安心問答−浄土真宗の信心について−

浄土真宗の信心についての問答

「神を信じていないなら、地域の人たちとうまくやっていくために、神社でお祓いをしてもらい、祭りにははっぴを着て町を練り歩き、社殿も古くなってきたので建て替え費用を集めにきたら支払って、適当に合わせてやっていけばよいのでしょうか。」(おさびしやまさんのコメントより)

おさびしやまさんよりコメントを頂きました。有り難うございました。

おさびしやま 2013/07/14 13:14
(略)
平太郎のような状況は、今日ではそうそうないということですが、私の住む地域では、毎年3つの神社から神社費を集めにきますし、集める係りも回って来ます。神社の清掃や祭りの世話役、厄年のお祓いも回って来ます。断ると奇異な目で見られますし、神社費を断ったとき、帳簿に私の名前が赤字で書かれたこともあります。自ら進んでかかわるつもりは全くありませんが、地域で当たり前にやっていることにかかわらない私は異端視されています。神を信じていないなら、地域の人たちとうまくやっていくために、神社でお祓いをしてもらい、祭りにははっぴを着て町を練り歩き、社殿も古くなってきたので建て替え費用を集めにきたら支払って、適当に合わせてやっていけばよいのでしょうか。真宗人の生き方としてどうすればよいでしょうか。

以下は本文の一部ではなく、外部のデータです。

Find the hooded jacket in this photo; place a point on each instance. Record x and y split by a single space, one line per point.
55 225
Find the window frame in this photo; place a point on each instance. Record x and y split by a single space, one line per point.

http://d.hatena.ne.jp/yamamoya/20130713/1373705950#c1373775278

平太郎さんのようなこととと前回のコメントに書いたのは、神事に参加しないと仕事を失い、生きていけなくなるという意味合いで書きました。わかりにくい表現だったことをお詫びいたします。

おさびしやまさんが、今回書かれたような状況は確かに今日でもあることだと思います。状況を詳しく書いていただきよくわかりました。


コメントに書かれていることからすると、教義的に神社関係にかかわらない方がよいとはわかっているものの、住んでいる地域は神社関係の行事が多くて困っているということが分かりました。

親鸞聖人が、神信心を厳しく戒められたのは、信心は何によって定まるのかという点において、神信心を廃して、本願念仏一つと勧められたからです。生活上のさまざまなことを規制することを目的とされたものではありません。

コメントにも書かれている通りで、神社でお祓いや、神社の会費を集めること自体は、決して「奨励される」ことではありません。ただ、生活上いろいろと避けられないことがあるのならば、ある程度基準を設けられたらよいと思います。

神社費など、事実上町内会費に近い金銭的に解決がつくものと、お祓いなどの明確に宗教行為と見なされるものに分けて、前者の場合は人間関係を円滑にする必要経費と思われたらよいのではないかと思います。後者に関しては、お祓いというのがどの程度強制力をもった行事なのか私はわかりませんが、あまり参加しないようにする方がいいと思います。地元行事にほぼなっている祭りに関しては、その時々の状況によると思います。いずれにしろ余りお勧めはしません。


そこで、それらの神道などの宗教行為やそれらにかかわることについての考え方ですが、「それらにかかわらないからよし」で終わって、本願念仏が抜けていてはただの「好き嫌い」という話になってしまいます。いわゆる「アンチ神道」であって、真宗の念仏者とはいえません。

親鸞聖人は、阿弥陀仏の第十八願の通りに「本願を信じ念仏申しなさい」と教えていかれたのであって、「アンチ神道になれ」と言われたのではありません。


一生活者として生きていく上では、冠婚葬祭などで真宗以外のことにかかわることは必ず出てきます。それらを避けて生きていくことだけをもって念仏者だというのは間違いです。それらと避けることだけをもって「われは親鸞学徒」と言っている団体もありますが、そういうものではありません。いろいろなしがらみに囲まれながら、本願念仏一つに心を定めて念仏申しつつ浄土往生に向かっていくことが大事です。どうしても避けられないことは、仕方がないことです。ただ、大事なことは、本願を信じ念仏することです。そこがぶれないのが一番大事なことです。